And columnist Mona Charen has a good question: Why do we persist in continuing to refer to the Soviets as members of the coalition arrayed against Saddam Hussein's Iraqi regime?
Fresh from their slaughter of innocent patriots aspiring to freedom in the Baltic States, and not long after they presided over the killing of 1.2 million Afghanis and the torture of untold thousands more during their nine-year aggressive war against that country, the Soviets of Mikhail Gorbachev picked last week to announce a "peace plan".
Recall that Gorbachev was TIME magazine's Man of the Decade for the '80s. He is the Nobel "Peace Prize" laureate who now presides nominally, at least over the re-Stalinization of the Soviet ruling elite. Some keen Soviet observers are saying that a hard-line Stalinist coup has already occurred in the Kremlin. This scenario suggests the hardliners have concluded that Gorbachev's continuance as a figurehead leader suits their dictatorial purposes. Meanwhile, the USSR faces complete economic collapse (the CIA says their economy is in a depression with no end in sight), and the very real specter of massive unrest spiraling downward into civil war.
Incidentally, a year and more ago, Defense Secretary Dick Cheney and Vice President Dan Quayle took plenty of heat for forecasting very grim things ahead for Mikhail Gorbachev and predicting that either a) he would not survive in power, or b) in order to survive, he would have to kowtow to hard line militarists in his country. Quayle's and Cheney's grim forecasts are being borne out by events. What say their media and congressional critics?
Mr. Gorbachev's cunning "peace" gambit was unmasked by New York Times' William Safire, one of the most interesting and widely read columnists writing today.
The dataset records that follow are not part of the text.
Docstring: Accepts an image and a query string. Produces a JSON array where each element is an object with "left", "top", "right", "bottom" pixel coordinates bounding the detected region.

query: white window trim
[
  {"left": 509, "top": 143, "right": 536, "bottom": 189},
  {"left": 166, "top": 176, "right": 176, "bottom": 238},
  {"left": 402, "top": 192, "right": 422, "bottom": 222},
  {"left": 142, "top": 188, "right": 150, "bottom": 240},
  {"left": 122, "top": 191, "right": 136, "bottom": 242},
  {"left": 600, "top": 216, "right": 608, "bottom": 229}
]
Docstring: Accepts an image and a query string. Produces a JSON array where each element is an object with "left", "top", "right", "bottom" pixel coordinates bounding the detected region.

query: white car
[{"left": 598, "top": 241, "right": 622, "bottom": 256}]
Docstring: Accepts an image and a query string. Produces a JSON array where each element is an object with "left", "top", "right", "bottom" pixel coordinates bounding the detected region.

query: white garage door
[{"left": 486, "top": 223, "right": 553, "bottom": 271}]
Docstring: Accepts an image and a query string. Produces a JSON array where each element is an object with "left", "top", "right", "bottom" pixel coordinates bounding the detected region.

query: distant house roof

Bill Safire offers this brutal analysis of Gorbachev's attempt to broker "peace" in a conflict where the Soviets have at stake neither blood nor treasure, but only a longtime client Hussein's fading Iraqi regime:
"The purpose of Moscow's meddling in the air war on Iraq is to save Saddam Hussein's skin and prevent an allied victory ...
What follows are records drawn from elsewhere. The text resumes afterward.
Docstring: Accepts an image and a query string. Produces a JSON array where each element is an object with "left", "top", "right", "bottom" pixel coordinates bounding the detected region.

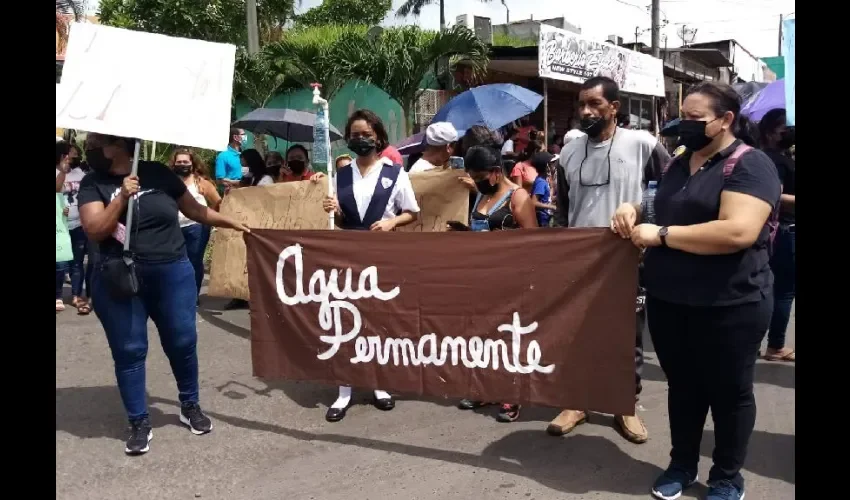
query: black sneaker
[
  {"left": 124, "top": 417, "right": 153, "bottom": 455},
  {"left": 180, "top": 403, "right": 212, "bottom": 435},
  {"left": 496, "top": 403, "right": 520, "bottom": 422}
]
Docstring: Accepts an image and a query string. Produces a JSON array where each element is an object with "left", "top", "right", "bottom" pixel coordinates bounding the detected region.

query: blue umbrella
[
  {"left": 431, "top": 83, "right": 543, "bottom": 131},
  {"left": 741, "top": 78, "right": 785, "bottom": 122}
]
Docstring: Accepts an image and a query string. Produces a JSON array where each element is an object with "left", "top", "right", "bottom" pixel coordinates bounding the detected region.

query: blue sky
[{"left": 88, "top": 0, "right": 795, "bottom": 56}]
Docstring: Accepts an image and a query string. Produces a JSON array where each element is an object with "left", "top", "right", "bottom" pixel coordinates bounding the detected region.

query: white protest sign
[{"left": 56, "top": 23, "right": 236, "bottom": 151}]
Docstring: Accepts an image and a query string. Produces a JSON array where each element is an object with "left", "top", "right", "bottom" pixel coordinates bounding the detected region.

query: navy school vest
[{"left": 336, "top": 163, "right": 402, "bottom": 231}]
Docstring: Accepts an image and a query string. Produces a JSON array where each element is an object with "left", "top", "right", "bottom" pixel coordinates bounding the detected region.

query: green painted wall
[
  {"left": 761, "top": 56, "right": 785, "bottom": 80},
  {"left": 236, "top": 80, "right": 405, "bottom": 170}
]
"Here is the reason behind that harsh conclusion: The Soviet imperial interest (roughly in parallel with the interests of Palestine Liberation Organization survivalists, Iranian scavengers and a Jordanian king who covets the Saudi throne) is to sustain the Iraqi dictator in power in Baghdad.
"His oil-rich country would soon again become Moscow's best hard-currency arms customer, and his survival would create a long-term radical threat to Western influence in the region. But Moscow's dream is the free world's nightmare.
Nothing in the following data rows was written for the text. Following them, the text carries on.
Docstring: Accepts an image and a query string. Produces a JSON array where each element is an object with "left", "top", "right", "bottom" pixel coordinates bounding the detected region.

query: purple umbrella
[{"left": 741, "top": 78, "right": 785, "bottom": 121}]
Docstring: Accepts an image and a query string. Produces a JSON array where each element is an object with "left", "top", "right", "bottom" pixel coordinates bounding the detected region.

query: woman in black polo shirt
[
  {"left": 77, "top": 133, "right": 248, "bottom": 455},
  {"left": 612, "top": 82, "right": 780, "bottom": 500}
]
"... the Soviet Union has no standing in blood, treasure or morality to mediate this war. We do not need any middlemen at all; our requirement to the Saddam clique has been edited by war from `leave Kuwait' to `leave, period.'"
Happily, President Bush largely ignored Gorbachev, and held the trigger down on the Iraqis at a crucial moment in history. The positive consequences for America and for the West will be major and longlasting. And Gorbachev well, he's looking increasingly irrelevant to the world events passing him by. Still, the wounded and declining Soviet bear should be watched, as a hurting but heavily armed brute can still be very dangerous.